Added support for CREATE TABLE, CREATE INDEX, and TRUNCATE in the same transaction.

By until before versions, TRUNCATE failed when we make the index of PGroonga and execute TRUNCATE in the same transaction.

For example, TRUNCATE failed if below case.

BEGIN TRANSACTION;
CREATE EXTENSION IF NOT EXISTS pgroonga;
CREATE TABLE test (
    id SERIAL PRIMARY KEY,
    content text
);
CREATE INDEX test_id ON test USING pgroonga (content);
TRUNCATE TABLE test CASCADE;
COMMIT;

Fixed a bug that execution of the query that had not conditional expression failed if the table had only jsonb index of PGroonga.

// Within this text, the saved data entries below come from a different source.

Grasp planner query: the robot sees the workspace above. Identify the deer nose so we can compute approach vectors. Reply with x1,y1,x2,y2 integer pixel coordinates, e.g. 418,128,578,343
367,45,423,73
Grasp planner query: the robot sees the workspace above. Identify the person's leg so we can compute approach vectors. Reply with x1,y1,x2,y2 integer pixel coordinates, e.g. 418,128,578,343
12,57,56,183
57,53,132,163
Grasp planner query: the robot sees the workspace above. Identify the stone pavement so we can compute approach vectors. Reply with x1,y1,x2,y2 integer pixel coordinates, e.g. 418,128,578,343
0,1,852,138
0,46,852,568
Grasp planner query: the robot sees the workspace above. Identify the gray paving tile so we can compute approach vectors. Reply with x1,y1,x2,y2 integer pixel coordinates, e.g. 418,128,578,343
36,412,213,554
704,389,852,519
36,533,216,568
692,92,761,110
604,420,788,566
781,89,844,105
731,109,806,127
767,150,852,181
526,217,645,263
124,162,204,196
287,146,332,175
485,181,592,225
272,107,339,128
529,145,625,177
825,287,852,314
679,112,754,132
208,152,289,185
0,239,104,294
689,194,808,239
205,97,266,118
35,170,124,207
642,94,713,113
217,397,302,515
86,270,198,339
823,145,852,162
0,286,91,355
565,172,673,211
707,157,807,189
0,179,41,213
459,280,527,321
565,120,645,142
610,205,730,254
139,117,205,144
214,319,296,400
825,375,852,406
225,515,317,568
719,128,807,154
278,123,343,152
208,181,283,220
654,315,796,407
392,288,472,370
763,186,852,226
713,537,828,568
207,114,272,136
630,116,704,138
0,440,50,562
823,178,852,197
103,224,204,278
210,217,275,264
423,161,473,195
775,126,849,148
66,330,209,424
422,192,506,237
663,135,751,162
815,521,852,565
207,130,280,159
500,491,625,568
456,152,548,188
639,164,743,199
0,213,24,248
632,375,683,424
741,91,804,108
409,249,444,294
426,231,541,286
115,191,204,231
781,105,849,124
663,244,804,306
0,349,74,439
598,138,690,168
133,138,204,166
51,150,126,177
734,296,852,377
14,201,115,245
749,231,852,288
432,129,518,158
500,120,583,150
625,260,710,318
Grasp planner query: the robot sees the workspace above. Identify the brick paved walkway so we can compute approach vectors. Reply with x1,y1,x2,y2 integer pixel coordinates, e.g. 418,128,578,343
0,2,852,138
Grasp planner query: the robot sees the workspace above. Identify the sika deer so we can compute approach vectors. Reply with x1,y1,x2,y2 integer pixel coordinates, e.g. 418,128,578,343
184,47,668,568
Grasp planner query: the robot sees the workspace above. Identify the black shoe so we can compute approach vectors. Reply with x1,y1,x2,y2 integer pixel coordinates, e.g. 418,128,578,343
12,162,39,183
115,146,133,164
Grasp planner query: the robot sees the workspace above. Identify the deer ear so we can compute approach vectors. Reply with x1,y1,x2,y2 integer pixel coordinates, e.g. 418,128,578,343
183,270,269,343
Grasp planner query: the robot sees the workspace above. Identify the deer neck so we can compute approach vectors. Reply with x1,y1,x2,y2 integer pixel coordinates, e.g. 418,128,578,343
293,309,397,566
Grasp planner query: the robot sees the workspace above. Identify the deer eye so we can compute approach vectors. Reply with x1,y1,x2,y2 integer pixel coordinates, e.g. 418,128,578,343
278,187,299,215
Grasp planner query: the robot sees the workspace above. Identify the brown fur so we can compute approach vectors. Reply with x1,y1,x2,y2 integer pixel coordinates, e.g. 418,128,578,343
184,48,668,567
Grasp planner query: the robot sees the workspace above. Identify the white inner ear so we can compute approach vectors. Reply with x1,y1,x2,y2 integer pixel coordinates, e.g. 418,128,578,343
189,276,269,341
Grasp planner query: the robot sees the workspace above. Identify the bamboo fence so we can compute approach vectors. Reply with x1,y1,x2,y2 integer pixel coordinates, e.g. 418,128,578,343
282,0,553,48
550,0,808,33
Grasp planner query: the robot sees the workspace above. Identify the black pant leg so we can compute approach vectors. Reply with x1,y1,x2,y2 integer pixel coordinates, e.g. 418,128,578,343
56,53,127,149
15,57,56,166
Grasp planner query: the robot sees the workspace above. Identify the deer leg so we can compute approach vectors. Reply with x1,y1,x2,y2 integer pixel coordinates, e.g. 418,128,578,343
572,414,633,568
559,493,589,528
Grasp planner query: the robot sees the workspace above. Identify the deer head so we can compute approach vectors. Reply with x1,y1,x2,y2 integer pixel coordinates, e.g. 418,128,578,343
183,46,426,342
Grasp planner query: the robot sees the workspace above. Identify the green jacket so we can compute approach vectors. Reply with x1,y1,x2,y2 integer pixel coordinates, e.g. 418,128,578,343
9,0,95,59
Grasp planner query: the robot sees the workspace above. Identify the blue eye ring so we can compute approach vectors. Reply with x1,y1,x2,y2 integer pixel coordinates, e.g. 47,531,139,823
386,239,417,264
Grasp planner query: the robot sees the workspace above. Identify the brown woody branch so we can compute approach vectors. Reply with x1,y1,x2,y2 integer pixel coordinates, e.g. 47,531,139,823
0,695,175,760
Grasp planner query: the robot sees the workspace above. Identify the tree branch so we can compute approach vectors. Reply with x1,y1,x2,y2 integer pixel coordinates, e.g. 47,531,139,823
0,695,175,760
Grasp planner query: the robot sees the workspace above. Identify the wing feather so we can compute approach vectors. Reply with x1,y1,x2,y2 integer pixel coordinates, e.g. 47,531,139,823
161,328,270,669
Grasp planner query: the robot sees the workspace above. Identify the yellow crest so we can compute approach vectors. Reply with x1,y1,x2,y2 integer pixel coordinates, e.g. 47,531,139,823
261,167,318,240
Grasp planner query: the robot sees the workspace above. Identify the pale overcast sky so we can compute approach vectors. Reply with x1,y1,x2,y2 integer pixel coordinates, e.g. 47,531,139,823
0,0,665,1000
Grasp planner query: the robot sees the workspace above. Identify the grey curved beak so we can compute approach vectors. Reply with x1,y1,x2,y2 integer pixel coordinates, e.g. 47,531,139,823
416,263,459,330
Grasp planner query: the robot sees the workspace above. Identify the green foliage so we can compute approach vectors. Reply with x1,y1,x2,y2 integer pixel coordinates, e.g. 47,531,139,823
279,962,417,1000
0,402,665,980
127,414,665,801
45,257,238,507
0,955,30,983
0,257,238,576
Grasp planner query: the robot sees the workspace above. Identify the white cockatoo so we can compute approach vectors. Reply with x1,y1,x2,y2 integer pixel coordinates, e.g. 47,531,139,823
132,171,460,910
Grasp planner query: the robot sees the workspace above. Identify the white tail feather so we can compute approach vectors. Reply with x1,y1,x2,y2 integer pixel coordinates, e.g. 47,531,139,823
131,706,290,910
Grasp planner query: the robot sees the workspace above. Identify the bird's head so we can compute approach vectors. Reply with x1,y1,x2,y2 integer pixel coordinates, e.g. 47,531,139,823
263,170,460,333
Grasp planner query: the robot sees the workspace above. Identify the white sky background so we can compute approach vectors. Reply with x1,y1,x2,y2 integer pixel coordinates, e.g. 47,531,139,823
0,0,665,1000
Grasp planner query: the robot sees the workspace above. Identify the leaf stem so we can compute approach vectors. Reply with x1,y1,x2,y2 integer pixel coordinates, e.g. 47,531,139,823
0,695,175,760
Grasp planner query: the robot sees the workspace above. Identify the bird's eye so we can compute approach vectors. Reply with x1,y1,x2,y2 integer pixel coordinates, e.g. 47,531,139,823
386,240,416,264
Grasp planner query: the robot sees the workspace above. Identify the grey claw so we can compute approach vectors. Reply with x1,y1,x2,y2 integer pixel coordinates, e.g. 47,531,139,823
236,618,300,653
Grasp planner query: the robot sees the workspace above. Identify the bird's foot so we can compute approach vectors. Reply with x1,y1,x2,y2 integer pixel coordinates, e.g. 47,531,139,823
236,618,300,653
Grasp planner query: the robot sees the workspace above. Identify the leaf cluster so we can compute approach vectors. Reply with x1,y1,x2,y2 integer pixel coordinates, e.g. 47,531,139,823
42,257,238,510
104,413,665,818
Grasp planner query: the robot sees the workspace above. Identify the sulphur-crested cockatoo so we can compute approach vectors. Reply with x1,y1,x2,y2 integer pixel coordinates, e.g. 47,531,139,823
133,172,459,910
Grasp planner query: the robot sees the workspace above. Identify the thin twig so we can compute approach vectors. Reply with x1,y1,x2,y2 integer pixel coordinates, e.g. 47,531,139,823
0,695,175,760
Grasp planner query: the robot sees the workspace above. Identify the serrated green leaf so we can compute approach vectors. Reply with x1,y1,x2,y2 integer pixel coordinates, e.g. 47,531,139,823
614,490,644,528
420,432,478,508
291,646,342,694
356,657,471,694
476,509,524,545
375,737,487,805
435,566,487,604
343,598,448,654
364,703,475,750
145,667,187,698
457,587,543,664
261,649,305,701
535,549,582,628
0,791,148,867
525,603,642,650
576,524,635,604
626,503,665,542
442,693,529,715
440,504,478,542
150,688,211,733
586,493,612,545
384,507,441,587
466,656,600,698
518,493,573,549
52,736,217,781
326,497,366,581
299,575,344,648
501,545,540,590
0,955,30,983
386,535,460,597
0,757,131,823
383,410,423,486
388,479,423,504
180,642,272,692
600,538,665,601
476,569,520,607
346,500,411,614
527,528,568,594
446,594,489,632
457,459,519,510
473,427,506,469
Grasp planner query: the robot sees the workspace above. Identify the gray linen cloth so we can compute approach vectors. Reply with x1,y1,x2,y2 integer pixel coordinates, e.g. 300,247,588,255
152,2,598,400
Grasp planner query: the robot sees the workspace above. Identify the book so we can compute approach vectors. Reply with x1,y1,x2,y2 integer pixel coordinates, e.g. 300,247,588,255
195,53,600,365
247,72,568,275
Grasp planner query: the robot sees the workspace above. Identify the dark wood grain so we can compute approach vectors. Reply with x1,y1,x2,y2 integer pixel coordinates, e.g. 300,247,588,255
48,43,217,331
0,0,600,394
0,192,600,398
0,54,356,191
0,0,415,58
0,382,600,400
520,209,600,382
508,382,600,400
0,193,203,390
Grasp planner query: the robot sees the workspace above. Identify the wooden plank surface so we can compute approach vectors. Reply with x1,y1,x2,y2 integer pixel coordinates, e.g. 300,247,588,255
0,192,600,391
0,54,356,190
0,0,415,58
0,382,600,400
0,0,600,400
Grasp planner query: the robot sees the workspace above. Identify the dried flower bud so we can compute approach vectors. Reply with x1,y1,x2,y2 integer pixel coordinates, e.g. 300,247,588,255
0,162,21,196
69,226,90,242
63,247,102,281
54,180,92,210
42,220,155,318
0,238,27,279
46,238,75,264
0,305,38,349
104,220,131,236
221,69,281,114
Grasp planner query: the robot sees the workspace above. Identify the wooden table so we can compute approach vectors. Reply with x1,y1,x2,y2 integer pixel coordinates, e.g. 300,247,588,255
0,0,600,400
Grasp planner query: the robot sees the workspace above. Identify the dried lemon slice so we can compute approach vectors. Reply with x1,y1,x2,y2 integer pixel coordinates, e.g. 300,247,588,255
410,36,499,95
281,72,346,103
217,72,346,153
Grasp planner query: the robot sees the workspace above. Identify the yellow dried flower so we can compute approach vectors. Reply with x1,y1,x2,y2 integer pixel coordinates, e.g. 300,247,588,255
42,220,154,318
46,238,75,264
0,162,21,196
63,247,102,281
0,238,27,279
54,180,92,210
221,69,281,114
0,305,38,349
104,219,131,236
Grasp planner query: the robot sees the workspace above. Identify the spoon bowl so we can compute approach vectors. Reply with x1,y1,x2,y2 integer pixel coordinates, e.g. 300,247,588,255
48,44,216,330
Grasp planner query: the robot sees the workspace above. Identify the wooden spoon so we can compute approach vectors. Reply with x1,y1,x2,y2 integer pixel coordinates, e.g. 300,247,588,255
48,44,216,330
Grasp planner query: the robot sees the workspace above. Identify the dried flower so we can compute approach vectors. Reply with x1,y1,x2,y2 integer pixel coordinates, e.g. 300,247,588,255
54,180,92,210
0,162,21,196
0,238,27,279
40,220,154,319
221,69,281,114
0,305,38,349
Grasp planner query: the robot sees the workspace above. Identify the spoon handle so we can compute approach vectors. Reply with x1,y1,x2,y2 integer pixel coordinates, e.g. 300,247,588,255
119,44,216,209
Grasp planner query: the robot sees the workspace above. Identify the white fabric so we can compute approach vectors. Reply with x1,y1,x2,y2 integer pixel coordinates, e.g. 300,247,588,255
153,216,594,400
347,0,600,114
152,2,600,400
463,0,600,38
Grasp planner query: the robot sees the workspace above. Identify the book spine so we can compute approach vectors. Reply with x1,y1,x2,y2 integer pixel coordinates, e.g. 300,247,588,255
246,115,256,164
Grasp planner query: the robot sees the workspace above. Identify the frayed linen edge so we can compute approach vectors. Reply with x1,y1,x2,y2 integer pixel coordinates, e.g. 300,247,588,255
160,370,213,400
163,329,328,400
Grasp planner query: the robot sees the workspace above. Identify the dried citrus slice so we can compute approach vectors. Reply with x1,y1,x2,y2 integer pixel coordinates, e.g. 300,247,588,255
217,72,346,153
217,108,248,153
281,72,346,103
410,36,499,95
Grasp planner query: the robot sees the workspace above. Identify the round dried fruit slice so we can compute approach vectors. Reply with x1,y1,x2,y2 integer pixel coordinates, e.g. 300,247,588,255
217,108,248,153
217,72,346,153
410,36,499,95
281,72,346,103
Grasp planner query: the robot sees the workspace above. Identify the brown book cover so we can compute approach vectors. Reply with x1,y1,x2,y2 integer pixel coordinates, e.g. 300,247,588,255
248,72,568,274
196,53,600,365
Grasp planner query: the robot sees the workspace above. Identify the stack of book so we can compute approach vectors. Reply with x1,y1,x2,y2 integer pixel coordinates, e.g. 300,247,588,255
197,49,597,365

For example, SELECT COUNT(*) failed if below case.

CREATE TABLE logs (
  record jsonb
);
CREATE INDEX pgroonga_index ON logs
  USING pgroonga (record pgroonga_jsonb_ops_v2);
INSERT INTO logs VALUES ('{}');
SET enable_seqscan = off;
SELECT count(*) FROM logs;

Fixed a bug that the sequential scan occurred error when we used Groonga library ( libgroonga ) version 10.0.0 or later.

This problem didn't occur if we installed a package for PGroonga. Only when it occurred if we installed PGroonga and Groonga that built from source.

For example, SELECT failed if below case.

CREATE TABLE memos (
  content varchar(256)
);

INSERT INTO memos VALUES ('Green apple');
INSERT INTO memos VALUES ('Apple');

CREATE INDEX pgrn_index ON memos
 USING pgroonga (content pgroonga_varchar_full_text_search_ops_v2);

SET enable_seqscan = on;
SET enable_indexscan = off;
SET enable_bitmapscan = off;

SELECT content, pgroonga_score(tableoid, ctid)
  FROM memos
 WHERE content &@~ 'Apple';

We can confirm version of libgroonga by below query.

SHOW pgroonga.libgroonga_version;

 pgroonga.libgroonga_version 
-----------------------------
 10.0.0
(1 row)

How to upgrade

This version is compatible with before versions. You can upgrade by steps in "Compatible case" in Upgrade document.

Conclusion

Try PGroonga when you want to perform fast full text search against all languages on PostgreSQL!

2020-01-29

Groonga 9.1.2 has been released

Groonga 9.1.2 has been released!

How to install: Install

Changes

Here are important changes in this release:

  • [tools] Added a script for copying only files of specify tables or columns.

    • This script name is copy-related-files.rb.
    • This script is useful if we want to extract specifying tables or columns from a huge database.
    • Related files of specific tables or columns may need for reproducing fault.
    • If we difficult to offer a database whole, we can extract related files of target tables or columns by this tool.
    • This tool uses as below.
    copy-related-files.rb \
      --destination=db.copy \
      --target=column.index \
      db
    
    • We specify the directory of copy destination by --destination.
    • We specify --target a table or a column to be copied.
      • We can specify this option multiple times to copy multiple tables or columns.
  • shutdown Accept /d/shutdown?mode=immediate immediately even when all threads are used.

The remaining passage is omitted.